RMSNormImpl¶

Root Mean Square Layer Normalization (Zhang & Sennrich, 2019).

\[\text{RMSNorm}(x, \gamma) = \frac{x}{\sqrt{E[x^2] + \varepsilon}} \cdot \gamma\]

RMSNormImpl is the true composite op — the class the converter externalizes as rms_norm. It takes both the input x and the scale γ as explicit forward arguments so that, when externalized, the scale appears as a graph input on the composite op boundary rather than being baked in as a constant from a sibling parameter. Hold the scale as an nn.Parameter on your enclosing module and pass it through.

Constructor¶

RMSNormImpl(eps=1e-5)

Parameter	Type	Default	Description
`eps`	`float`	`1e-5`	Epsilon for numerical stability.

The reduction axis is fixed to the last dimension (axes = -1).

Forward¶

def forward(self, input: torch.Tensor, scale: torch.Tensor) -> torch.Tensor

Normalizes input over its last dimension and multiplies by scale.
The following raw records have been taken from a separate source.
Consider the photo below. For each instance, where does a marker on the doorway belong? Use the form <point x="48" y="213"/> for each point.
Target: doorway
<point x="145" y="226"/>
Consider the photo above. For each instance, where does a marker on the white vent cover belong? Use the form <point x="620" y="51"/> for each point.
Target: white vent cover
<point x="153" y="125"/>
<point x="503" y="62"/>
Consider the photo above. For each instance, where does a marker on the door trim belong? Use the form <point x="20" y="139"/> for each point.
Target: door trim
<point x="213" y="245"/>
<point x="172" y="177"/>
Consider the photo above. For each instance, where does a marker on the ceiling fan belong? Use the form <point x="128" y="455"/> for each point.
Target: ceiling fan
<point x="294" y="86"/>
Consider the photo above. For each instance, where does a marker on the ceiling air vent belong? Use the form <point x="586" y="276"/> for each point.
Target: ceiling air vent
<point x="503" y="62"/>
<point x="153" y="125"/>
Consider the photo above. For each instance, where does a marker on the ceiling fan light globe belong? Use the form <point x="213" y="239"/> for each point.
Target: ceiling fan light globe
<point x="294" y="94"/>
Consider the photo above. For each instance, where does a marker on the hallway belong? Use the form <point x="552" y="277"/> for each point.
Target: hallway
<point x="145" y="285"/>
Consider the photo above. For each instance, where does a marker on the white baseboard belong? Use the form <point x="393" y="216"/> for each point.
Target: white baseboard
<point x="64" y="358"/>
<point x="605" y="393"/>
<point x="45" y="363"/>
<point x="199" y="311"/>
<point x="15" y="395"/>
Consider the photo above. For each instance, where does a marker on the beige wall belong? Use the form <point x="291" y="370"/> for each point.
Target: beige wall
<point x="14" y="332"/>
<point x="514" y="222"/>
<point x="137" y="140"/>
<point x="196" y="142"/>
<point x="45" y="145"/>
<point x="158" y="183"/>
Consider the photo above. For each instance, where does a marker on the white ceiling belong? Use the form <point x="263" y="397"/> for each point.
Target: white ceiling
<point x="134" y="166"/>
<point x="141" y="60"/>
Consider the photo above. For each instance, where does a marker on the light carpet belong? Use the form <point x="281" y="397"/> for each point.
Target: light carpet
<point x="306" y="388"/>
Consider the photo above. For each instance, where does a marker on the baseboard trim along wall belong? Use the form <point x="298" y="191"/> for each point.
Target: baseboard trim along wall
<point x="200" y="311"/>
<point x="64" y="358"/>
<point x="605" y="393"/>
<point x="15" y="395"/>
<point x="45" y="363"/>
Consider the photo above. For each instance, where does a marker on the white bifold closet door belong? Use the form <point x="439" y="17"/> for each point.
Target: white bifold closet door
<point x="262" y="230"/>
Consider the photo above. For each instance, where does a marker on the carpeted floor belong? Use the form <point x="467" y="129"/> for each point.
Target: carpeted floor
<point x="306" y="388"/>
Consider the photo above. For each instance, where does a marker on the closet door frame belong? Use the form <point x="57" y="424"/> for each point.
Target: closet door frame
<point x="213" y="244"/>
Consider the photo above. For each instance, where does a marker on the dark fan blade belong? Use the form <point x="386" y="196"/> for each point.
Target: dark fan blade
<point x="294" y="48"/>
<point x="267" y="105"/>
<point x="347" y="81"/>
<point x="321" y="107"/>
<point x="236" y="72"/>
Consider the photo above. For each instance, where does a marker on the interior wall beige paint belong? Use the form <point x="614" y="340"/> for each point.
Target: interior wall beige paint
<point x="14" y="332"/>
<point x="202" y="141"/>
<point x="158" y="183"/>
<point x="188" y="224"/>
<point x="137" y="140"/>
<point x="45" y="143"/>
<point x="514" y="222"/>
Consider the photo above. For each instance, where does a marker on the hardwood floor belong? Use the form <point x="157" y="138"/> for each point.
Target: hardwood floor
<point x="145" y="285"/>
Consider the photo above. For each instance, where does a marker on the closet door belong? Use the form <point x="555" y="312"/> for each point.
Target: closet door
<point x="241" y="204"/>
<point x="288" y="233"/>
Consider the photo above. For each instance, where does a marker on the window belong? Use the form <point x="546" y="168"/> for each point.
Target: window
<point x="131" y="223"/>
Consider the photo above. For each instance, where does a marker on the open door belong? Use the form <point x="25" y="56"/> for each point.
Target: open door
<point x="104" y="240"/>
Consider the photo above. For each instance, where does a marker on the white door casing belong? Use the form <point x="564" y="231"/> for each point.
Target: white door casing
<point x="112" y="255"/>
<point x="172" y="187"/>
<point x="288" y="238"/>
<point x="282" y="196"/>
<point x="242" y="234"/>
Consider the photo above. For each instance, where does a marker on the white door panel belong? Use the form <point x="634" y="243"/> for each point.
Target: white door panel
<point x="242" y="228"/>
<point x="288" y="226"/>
The caller owns the scale tensor — typically an nn.Parameter on the enclosing module, with shape (dim,) for the standard case or (n_heads, 1, dim) for fused Q/K normalization.

ExternalizeSpec¶

from coreai_torch.composite_ops import RMSNormImpl

ExternalizeSpec(
    target_class=RMSNormImpl,
    composite_op_name="rms_norm",
    composite_attrs=["axes", "eps"],
)

Data types¶

Tensor	Allowed types
`input`, `scale`, `output`	`fp32`, `fp16`, `bf16`

`RMSNorm`: convenience wrapper¶

from coreai_torch.composite_ops import RMSNorm

RMSNorm(dim, eps=1e-5, n_heads=None)

RMSNorm is a thin nn.Module wrapper around RMSNormImpl that owns the learnable scale parameter so callers don’t have to wire one up themselves. Its forward(x) applies the normalization with the internally-held weight.

Parameter	Type	Default	Description
`dim`	`int`	—	Size of the last dimension. Determines the shape of the learnable scale.
`eps`	`float`	`1e-5`	Epsilon for numerical stability.
`n_heads`	`int \| None`	`None`	If set, scale shape is `(n_heads, 1, dim)` for fused Q/K normalization. If `None`, scale shape is `(dim,)`.

The wrapper itself is not the externalization target — it composes RMSNormImpl internally, so target_class=RMSNormImpl still produces the rms_norm composite op.